Emerging Tech: The AI Tsunami

For better and worse, nothing will ever be the same.

The tsunami is here. It's real. And it's not going away.

Large language models, vision models, and their counterparts have reached a level of maturity where they're no longer the domain of early adopters and enthusiasts. These are practical, production-ready tools reshaping how we work, create, and solve problems.

We have a moral imperative to understand how this changes economics

There's no question that AI is transforming everything from manufacturing to automotive to marketing and advertising. What remains unclear is the full impact on our workforce. If history is any guide, technological innovation eventually leads to net job creation—but we need to be honest about what "eventually" means and who bears the cost of transition.

The notion that displaced workers will seamlessly pivot into new tech roles oversimplifies a complex economic reality. A coal plant operator doesn't become a software engineer overnight, and pretending otherwise does a disservice to the people whose livelihoods are genuinely at risk. While we may see long-term job growth, the more urgent story is the sudden, heavy disruption to labor markets within an economic system that prioritizes profit above nearly everything else.

Our modern flavor of hypercapitalism has rarely seemed more inadequate than it does right now. We need serious conversations about transition support, retraining programs that actually work, and economic models that account for the humans in the system—not just the efficiency gains.

Creativity will continue to explode

Despite the hype cycles and the backlash, millions of people are using AI every day in genuinely valuable ways. Most of us are familiar with the low-quality outputs flooding social media—the generated images, the synthetic videos, the parade of self-proclaimed "AI Experts" on LinkedIn. For those of us who've spent decades in technology, the noise-to-signal ratio can be exhausting.

But here's what's easy to miss: the best craftspeople—artists, engineers, designers, 3D modelers, animators—are already using generative AI tools. You just don't notice, because they're still crafting. They're using AI as one tool among many, applying taste and judgment and years of hard-won skill to shape the output into something genuinely good.

That's exactly as it should be. AI amplifies capability; it doesn't replace craft. The gap between "AI-generated" and "AI-assisted by a skilled practitioner" is enormous, and that gap is where real value lives.

Energy concerns are valid—but we need realistic expectations

I spent two years living completely off-grid on my own 30-acre property in New Mexico. Solar panels, batteries, inverter, all of it—maintained by hand over time. I'm a genuine believer in clean energy. We have an extraordinarily bright star at the center of our solar system; using it just makes sense. It will outlast the carbon we're pumping from the ground by orders of magnitude.

But we need to be realistic about human behavior and energy consumption. Jevons Paradox emerged from patterns observed across multiple periods of technological innovation: when we develop more efficient technologies, we tend to increase overall energy usage because we're excited about what those efficiencies enable.

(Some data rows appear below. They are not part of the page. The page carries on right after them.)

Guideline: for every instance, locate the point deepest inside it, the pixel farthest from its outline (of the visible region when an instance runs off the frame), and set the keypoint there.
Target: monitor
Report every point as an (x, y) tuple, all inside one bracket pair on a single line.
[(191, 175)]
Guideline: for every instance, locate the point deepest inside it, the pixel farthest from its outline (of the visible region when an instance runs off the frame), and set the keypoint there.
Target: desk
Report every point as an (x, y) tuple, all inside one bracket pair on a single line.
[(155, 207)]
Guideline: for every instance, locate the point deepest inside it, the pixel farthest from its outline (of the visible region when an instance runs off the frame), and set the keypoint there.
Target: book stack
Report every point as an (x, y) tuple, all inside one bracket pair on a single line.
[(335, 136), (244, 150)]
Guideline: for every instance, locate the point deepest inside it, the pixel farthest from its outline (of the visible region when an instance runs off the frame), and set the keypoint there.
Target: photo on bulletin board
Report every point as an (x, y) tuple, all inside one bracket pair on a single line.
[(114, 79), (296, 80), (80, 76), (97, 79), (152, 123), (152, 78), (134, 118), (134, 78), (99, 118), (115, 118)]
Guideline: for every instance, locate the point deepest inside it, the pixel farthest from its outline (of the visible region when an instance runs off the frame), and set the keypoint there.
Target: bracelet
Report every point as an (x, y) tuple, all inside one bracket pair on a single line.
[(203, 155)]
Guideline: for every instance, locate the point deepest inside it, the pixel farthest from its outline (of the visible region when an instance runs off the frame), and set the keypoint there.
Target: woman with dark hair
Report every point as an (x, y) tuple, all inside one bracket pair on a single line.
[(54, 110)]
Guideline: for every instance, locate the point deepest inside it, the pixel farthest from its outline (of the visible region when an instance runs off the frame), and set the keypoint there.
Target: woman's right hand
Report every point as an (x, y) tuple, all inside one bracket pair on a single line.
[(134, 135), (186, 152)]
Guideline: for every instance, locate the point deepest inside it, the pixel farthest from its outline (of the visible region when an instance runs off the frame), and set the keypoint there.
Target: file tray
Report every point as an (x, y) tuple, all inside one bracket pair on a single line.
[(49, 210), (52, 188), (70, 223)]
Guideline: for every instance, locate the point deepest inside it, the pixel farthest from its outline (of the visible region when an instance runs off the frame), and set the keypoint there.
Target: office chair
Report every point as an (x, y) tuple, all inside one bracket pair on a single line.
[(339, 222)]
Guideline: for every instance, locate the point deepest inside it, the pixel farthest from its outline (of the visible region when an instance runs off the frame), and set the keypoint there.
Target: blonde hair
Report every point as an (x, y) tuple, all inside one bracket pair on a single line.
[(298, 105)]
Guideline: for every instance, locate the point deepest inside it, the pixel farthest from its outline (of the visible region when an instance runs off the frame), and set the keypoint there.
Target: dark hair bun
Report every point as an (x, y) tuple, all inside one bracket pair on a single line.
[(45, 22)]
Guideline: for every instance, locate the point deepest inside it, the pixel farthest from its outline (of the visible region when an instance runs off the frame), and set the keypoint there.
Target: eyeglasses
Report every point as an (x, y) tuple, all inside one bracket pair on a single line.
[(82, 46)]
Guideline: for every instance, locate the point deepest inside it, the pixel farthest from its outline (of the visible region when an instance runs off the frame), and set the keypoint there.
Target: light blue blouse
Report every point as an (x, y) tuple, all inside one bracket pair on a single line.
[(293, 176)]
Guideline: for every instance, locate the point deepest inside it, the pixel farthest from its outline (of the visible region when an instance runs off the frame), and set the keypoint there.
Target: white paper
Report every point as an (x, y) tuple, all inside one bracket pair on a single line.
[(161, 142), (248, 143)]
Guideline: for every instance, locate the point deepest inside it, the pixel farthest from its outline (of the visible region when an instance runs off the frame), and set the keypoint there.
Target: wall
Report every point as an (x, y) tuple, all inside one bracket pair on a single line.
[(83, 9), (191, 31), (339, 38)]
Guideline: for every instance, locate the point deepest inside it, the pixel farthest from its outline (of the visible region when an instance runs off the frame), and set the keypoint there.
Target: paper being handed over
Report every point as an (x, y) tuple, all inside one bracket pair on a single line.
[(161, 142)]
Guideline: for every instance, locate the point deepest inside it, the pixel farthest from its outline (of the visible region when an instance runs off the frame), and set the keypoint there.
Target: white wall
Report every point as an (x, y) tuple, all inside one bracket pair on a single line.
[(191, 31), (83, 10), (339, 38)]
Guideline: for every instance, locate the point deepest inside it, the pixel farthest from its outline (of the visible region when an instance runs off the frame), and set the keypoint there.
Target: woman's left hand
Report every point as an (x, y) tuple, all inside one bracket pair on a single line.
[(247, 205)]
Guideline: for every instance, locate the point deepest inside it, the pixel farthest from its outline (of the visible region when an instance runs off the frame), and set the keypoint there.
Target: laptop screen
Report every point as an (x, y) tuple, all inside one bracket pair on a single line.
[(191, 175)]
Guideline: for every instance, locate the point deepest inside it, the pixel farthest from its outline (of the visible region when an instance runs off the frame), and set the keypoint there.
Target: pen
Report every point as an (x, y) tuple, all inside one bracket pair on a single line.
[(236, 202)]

The result is net growth in consumption, not reduction.

The uncomfortable truth is that we're unlikely to voluntarily reduce energy usage at scale. The genie doesn't go back in the bottle unless catastrophe forces it there—through lost infrastructure, lost knowledge, or lost capacity. That's not an argument against clean energy or efficiency; it's an argument for being clear-eyed about the trajectory we're on and planning accordingly.

The path forward requires both innovation and honesty about the systems we're building.